Social conservatives will want to be reassured she’s not a lesbian, so a full-time male companion will have to be found to be seen vacationing with her and accompanying her to dinner.  She may have only one companion, mind you.  She can’t really date multiple men, which will be seen as inappropriate for a Christian woman.  As a result, we will be treated to all manner of vapid speculation in the media about whether she is going to get married or not.

Whether Rice can maintain this front remains to be seen.  Rather, she will probably end up like Hillary, whose marriage is a marriage only so far as everyone closes their eyes and plays make believe.  In the 60 Minutes interview, Couric gave us a taste of the kind of reporting we can expect on Rice’s Presidential candidacy:

“How does one go about asking the Secretary of State out on a date?” Couric asked, giggling.

Rice looked uncomfortable and refused to answer, prompting Katie to ask another ridiculous question, “Do you want to be married some day?”

I wonder if reporters ever ask a single, male politician that question?

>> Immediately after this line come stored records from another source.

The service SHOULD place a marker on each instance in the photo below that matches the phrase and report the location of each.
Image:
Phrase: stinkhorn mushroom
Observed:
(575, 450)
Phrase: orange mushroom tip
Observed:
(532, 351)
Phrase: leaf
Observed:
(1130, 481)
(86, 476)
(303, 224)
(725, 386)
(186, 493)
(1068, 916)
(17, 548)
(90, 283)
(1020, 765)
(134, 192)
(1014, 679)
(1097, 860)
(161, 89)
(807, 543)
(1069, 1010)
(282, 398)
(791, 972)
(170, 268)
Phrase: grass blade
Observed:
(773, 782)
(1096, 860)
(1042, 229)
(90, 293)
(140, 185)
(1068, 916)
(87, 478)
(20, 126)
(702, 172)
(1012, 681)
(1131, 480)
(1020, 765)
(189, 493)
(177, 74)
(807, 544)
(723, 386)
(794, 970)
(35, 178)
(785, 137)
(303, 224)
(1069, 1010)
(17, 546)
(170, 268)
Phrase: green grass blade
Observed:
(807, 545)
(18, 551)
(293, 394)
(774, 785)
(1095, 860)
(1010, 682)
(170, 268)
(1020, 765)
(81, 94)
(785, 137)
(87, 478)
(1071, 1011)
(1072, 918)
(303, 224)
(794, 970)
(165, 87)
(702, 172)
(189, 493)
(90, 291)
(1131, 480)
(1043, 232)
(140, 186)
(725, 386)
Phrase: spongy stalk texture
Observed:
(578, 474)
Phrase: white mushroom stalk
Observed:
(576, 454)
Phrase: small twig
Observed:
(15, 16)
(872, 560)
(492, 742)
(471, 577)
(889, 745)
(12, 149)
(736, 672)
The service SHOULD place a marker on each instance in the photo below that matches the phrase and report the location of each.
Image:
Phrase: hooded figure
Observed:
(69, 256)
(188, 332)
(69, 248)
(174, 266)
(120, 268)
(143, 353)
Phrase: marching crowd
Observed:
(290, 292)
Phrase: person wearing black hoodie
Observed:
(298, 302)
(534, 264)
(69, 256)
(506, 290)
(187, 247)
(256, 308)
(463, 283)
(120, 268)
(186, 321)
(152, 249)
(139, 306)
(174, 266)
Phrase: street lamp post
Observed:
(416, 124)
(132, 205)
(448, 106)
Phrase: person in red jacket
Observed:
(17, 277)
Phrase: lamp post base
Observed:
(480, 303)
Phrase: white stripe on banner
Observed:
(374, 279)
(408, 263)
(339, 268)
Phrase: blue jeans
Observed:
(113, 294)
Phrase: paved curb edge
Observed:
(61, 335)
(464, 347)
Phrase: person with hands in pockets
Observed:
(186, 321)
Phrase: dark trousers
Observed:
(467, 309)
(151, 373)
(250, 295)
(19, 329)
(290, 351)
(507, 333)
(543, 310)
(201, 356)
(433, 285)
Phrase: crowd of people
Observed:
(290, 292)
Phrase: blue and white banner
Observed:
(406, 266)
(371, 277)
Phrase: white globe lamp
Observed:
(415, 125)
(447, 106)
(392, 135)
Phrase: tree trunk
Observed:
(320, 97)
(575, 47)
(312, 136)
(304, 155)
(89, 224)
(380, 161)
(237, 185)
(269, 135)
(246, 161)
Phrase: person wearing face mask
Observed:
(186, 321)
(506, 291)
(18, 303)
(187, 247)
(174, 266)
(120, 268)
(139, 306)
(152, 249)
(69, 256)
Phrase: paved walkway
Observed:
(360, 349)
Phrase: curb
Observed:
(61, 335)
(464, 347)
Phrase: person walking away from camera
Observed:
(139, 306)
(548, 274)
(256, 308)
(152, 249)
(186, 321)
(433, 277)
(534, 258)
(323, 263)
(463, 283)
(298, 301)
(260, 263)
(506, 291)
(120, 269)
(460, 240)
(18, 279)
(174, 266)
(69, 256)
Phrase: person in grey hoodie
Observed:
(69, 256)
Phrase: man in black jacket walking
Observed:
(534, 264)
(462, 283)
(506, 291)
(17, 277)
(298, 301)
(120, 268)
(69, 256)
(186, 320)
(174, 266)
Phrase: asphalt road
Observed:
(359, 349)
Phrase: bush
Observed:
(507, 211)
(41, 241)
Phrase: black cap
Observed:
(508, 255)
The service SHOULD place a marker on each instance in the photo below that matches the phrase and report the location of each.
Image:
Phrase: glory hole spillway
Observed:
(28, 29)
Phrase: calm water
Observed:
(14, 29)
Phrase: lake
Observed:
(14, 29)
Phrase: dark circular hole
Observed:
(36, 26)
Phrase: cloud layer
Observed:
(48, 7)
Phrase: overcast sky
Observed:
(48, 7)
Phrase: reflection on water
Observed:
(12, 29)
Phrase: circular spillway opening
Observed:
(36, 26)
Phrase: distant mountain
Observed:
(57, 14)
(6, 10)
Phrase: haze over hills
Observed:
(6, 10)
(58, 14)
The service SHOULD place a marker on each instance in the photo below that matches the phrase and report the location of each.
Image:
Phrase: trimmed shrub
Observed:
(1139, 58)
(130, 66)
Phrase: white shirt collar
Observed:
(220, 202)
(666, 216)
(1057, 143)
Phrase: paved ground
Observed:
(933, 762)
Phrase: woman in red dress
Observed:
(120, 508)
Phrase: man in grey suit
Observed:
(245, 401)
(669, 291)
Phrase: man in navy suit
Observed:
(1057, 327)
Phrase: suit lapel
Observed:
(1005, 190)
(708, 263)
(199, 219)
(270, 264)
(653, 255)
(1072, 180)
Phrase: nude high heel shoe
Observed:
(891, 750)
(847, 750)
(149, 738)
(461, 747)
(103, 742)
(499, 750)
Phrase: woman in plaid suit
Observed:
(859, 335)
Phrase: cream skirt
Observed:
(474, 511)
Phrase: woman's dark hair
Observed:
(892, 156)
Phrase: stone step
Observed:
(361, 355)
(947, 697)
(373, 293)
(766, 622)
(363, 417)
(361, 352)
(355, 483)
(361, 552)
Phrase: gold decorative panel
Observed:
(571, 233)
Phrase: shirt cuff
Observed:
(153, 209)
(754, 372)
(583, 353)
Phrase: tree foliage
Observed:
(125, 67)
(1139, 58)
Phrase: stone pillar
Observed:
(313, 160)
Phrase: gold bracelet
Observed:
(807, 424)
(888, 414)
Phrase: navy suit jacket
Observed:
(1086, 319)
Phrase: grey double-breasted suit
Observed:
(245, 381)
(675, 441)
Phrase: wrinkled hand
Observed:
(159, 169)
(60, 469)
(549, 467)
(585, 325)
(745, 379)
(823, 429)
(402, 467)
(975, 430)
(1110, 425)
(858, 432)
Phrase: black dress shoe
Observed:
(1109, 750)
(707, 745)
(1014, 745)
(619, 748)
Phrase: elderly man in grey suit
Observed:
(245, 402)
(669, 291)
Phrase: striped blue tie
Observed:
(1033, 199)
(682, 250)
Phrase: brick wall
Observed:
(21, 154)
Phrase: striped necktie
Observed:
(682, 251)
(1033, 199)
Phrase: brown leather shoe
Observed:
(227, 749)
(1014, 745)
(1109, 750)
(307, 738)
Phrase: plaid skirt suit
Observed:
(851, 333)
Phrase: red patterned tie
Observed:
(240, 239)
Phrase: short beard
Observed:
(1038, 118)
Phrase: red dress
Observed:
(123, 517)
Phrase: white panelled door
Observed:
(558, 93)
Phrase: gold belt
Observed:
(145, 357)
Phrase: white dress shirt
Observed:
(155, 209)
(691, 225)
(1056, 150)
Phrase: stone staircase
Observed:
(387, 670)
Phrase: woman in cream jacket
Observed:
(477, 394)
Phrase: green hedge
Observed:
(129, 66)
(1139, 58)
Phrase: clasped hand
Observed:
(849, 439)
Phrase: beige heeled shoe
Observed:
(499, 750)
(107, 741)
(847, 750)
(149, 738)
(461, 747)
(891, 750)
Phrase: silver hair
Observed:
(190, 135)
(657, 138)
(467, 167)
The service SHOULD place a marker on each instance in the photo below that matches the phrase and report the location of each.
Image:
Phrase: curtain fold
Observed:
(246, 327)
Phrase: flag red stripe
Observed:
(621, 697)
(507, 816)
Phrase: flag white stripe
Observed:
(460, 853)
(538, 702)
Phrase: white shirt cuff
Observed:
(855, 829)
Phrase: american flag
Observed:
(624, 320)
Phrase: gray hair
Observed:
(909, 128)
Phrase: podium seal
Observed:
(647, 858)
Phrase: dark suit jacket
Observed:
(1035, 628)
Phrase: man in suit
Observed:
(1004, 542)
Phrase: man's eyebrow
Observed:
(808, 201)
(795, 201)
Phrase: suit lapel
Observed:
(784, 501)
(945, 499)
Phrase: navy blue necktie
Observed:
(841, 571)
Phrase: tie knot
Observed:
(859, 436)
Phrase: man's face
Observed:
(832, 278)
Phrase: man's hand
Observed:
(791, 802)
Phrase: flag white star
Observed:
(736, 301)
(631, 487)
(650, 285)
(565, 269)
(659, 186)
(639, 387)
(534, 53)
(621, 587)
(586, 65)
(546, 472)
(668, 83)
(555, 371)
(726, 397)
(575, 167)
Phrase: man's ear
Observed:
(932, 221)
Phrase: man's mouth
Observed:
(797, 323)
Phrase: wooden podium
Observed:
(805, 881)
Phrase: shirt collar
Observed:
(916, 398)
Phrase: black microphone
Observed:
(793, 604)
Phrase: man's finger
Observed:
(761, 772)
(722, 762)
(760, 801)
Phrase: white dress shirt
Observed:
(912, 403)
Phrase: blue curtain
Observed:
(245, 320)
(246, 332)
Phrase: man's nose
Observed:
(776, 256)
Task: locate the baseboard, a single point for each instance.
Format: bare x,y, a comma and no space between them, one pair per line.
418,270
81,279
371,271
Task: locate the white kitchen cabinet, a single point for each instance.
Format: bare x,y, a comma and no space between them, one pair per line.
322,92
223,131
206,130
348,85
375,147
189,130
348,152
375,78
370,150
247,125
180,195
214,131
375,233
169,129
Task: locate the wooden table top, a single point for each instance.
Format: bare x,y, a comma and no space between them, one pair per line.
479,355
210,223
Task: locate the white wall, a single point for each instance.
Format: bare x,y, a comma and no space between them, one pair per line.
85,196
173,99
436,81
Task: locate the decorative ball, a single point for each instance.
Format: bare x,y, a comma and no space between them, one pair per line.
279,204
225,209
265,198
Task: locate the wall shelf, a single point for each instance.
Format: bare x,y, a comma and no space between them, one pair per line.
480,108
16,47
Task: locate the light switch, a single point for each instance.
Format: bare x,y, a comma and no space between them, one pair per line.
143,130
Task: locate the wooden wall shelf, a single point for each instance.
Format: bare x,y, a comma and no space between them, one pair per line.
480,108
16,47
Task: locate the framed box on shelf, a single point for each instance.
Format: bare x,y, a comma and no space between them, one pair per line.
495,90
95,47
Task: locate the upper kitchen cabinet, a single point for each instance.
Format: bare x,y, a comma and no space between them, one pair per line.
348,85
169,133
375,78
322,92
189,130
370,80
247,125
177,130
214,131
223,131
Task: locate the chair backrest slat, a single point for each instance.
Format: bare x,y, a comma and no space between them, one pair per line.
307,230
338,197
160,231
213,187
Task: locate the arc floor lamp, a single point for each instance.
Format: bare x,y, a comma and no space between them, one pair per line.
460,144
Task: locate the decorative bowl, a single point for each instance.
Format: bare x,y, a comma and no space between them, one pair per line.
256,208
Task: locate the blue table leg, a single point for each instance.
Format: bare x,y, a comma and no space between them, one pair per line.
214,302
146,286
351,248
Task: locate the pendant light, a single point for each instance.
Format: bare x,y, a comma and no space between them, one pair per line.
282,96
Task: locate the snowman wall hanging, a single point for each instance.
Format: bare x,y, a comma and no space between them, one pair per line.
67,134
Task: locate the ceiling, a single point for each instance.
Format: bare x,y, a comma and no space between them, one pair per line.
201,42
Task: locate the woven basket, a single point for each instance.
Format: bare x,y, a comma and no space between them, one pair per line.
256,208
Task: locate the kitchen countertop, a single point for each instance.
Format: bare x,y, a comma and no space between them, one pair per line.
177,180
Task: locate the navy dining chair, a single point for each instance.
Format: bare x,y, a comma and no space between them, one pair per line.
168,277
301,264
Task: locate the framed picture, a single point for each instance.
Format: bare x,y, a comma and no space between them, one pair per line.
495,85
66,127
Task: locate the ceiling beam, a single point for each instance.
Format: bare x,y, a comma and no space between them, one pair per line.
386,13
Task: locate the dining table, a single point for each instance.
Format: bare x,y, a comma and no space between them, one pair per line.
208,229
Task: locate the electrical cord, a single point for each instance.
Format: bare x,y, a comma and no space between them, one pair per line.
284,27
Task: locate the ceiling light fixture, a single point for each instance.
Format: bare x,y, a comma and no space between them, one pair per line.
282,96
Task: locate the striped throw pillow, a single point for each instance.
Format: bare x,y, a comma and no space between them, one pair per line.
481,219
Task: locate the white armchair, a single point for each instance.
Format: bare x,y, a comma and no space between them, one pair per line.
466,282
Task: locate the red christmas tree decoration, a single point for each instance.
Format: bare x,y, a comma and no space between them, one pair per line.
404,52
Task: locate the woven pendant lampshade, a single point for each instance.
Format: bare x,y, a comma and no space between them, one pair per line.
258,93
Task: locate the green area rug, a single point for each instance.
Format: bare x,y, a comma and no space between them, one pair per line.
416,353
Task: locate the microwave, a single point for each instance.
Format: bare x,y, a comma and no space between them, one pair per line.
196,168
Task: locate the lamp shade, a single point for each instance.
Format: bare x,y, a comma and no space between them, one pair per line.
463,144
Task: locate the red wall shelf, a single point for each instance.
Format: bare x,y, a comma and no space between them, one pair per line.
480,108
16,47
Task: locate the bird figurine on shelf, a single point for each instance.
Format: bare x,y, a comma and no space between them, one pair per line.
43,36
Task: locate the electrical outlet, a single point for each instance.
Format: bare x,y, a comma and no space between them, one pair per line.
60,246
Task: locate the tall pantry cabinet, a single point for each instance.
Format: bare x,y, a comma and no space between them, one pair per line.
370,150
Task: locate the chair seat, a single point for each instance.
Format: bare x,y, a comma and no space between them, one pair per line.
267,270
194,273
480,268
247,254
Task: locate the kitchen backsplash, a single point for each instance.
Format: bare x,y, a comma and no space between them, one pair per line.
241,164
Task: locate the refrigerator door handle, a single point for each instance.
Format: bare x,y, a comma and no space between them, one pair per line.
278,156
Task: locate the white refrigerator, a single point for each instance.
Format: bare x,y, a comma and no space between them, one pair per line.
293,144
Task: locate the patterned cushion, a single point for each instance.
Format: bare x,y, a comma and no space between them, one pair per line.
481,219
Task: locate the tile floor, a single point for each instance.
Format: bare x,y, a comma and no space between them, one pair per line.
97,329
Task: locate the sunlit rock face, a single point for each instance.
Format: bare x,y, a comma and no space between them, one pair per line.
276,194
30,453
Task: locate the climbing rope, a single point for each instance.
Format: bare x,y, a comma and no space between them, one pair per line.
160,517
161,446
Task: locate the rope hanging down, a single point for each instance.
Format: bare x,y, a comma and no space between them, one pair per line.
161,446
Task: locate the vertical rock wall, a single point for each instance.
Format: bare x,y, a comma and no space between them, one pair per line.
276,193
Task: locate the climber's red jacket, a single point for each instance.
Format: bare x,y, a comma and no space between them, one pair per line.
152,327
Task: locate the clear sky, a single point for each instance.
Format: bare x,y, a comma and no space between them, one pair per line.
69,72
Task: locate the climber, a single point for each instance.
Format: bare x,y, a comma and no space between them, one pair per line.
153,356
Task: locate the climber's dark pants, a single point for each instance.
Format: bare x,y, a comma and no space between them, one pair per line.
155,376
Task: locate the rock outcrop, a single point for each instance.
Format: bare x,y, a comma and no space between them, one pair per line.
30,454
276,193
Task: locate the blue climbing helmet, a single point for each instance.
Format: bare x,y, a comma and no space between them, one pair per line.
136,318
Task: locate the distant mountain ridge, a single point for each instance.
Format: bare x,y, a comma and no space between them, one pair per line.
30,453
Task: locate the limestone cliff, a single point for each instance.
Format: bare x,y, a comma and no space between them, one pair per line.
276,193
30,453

Rice’s response was carefully worded, almost weird: “Oh. Wouldn’t we all love to find somebody that you’d want to live the rest of your life with? Sure. But I never thought you’d want to get married in the abstract.  You wanna get married to someone. And so I’ve just never particularly want to get married to someone. But who knows? Maybe one of these days.”

“Somebody that you’d want to live the rest of your life with” is a rather too precise way of saying “a spouse” without actually saying “spouse” or mentioning “marriage.”  It would hardly satisfy Jerry Falwell, for whom even the word “partner” undoubtedly invokes the spectre of gay marriage.

Part of Rice’s problem as a potential Presidential candidate is that she seems too intellectual.  Her abilities as a concert pianist are renowned, but there is something cold and remote about a Presidential aspirant sitting alone at a piano playing Brahms.  how does a political consultant warm her up?  That’s a difficult task, and incidentally it’s the same task before the Democratic consultants who will package Hillary for us in ‘08.

Unfortunately, we don’t live in a country where a female politician can be single, uninterested in marriage, and an intellectual, and still win election.  Likely, if Rice runs we will see a stiff, taciturn copy of herself standing on a stage beside some hired “friend” who is supposed to be her Ken, attempting to justify her belief that Iraq will turn out OK even though five years have passed and Iraqis still aren’t “standing up” so that we can “stand down.”

It’s a sorry thing to see a beautiful, intelligent woman become merely another tool in the GOP arsenal against rampant, evil “liberalism.”  Or as a former Professor of mine once said, “I’ll never understand how she can work for that man [George Bush].”  It is indeed a mystery, as enigmatic as Rice herself.  Unfortunately, enigmas never win Presidential elections.

1 Comment »

  1. Since by conservative standards, the only purpose of marriage is to procreate between a man and a woman, so perhaps the Secretary has chosen that as the proper way to ensure no children, if she is yet still of childbearing age.
    And why bother to marry after passing childbearing years? Old people don’t have sex, and they don’t procreate.

    I find it insulting that a state of marriage is somehow a qualification for office, regardless of how I feel about this particular person.